De l’aide à la diaspora au soutien de la famille
Fribourg: La Mission Intérieure répond à de nouveaux besoins
Fribourg, 24 octobre 2002 (APIC) La Mission Intérieure (MI), la plus ancienne oeuvre d’entraide catholique suisse, vise de nouveaux objectifs. A l’aide apportée aux paroisses pauvres s’ajoute désormais le soutien et la promotion de la famille. Une soirée d’information de la MI a eu lieu le 23 octobre au sanctuaire de Notre-Dame de Bourgillon à Fribourg. 25 personnes ont fait le déplacement pour assister à une messe célébrée par Agnell Rickenmann, secrétaire de la Conférence des évêques suisses (CES).
La Mission Intérieure a été fondée en 1863 pour soutenir la diaspora catholique dans les cantons protestants de Suisse. Aujourd’hui, le paysage religieux du pays à bien changé: l’Eglise catholique a désormais un statut officiel dans les cantons protestants et peut ainsi percevoir l’impôt ecclésiastique. Comme le souligne le président de la MI, l’ancien conseiller aux Etats, Hans Danioth, la Mission Intérieure n’est plus une question de géographie cantonale, mais concerne tous ceux qui se sont, ou se sentent, éloignés de l’Eglise catholique.
Certes, comme le déclare à l’APIC Agnell Rickenmann, l’oeuvre d’entraide continue d’apporter un soutien financier à des institutions catholiques, des paroisses pauvres ou des prêtres nécessiteux. La MI a par exemple apporté une contribution à la construction de la nouvelle chapelle des Carmes à Fribourg ou au maintien d’une école primaire catholique dans la paroisse Notre-Dame à Neuchâtel.

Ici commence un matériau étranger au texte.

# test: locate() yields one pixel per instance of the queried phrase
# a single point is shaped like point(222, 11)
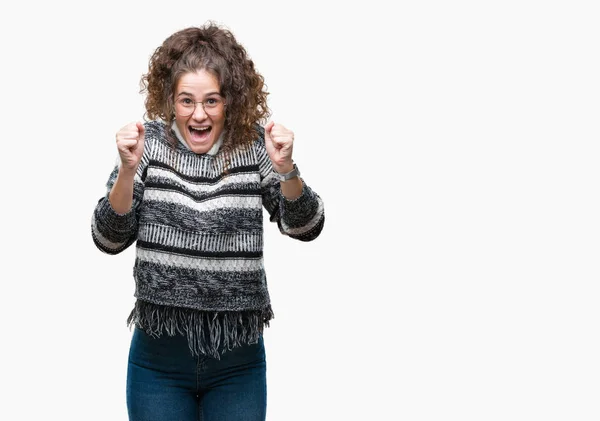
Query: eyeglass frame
point(196, 105)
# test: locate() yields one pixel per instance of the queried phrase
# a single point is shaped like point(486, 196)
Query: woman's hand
point(130, 143)
point(279, 142)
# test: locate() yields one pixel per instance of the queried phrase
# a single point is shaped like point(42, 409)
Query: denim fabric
point(166, 382)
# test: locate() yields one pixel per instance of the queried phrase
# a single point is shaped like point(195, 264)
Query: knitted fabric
point(199, 239)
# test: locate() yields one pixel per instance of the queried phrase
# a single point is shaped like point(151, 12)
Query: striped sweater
point(199, 239)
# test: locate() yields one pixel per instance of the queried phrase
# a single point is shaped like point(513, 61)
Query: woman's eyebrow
point(192, 95)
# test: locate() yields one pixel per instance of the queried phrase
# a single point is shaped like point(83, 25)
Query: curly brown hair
point(214, 49)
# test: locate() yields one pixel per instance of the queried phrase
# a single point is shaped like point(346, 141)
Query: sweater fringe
point(209, 333)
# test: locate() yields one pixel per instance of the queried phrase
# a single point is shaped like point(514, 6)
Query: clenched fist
point(130, 143)
point(279, 142)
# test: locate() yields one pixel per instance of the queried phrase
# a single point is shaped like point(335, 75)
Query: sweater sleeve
point(302, 218)
point(113, 232)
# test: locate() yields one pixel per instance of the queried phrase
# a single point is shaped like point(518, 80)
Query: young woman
point(189, 190)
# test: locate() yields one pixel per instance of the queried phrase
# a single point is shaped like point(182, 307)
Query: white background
point(455, 145)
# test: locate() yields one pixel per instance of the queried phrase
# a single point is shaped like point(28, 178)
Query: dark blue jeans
point(165, 382)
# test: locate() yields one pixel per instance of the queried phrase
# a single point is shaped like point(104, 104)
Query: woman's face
point(200, 124)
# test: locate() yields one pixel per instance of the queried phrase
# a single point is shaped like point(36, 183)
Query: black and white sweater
point(199, 230)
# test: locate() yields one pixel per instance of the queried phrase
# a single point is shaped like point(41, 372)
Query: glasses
point(212, 106)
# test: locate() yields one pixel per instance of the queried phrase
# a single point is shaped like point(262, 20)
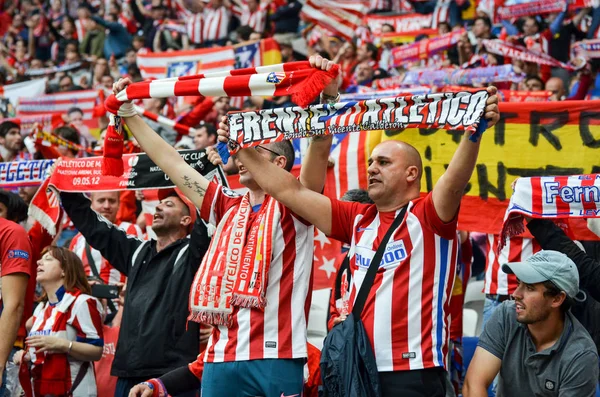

Mais, explique le secrétaire de la CES, la Mission Intérieure répond désormais à des besoins nouveaux. La famille, le fondement de la société, rappelle Agnell Rickenmann, doit bénéficier d’une attention prioritaire. Promouvoir son développement comme répondre à ses détresses sont les nouveaux objectifs de son évangélisation, explique le secrétaire de la CES. Ainsi, commente-t-il , il serait tout à fait possible de voir la Mission Intérieure financer, par exemple, un centre d’accueil pour femmes battues ou encore, comme c’est déjà le cas, le Festival catholique des familles, qui a lieu chaque année à St-Maurice.
La solidarité entre catholiques ne s’oppose pas à l’oecuménisme
Bien que l’oeuvre d’entraide soit une institution interne au monde catholique, cela ne signifie nullement qu’elle favorise un quelconque prosélytisme, remarque Agnell Rickenmann. Il rappelle que s’il est légitime d’être attentif aux besoins propres des catholiques, la MI n’est pas le seul organisme de solidarité de l’Eglise catholique. Son soutien aux institutions catholiques pourrait également concerner, le cas échéant, des activités d’ordre oecuménique, conclut le secrétaire de la CES. (apic/sh)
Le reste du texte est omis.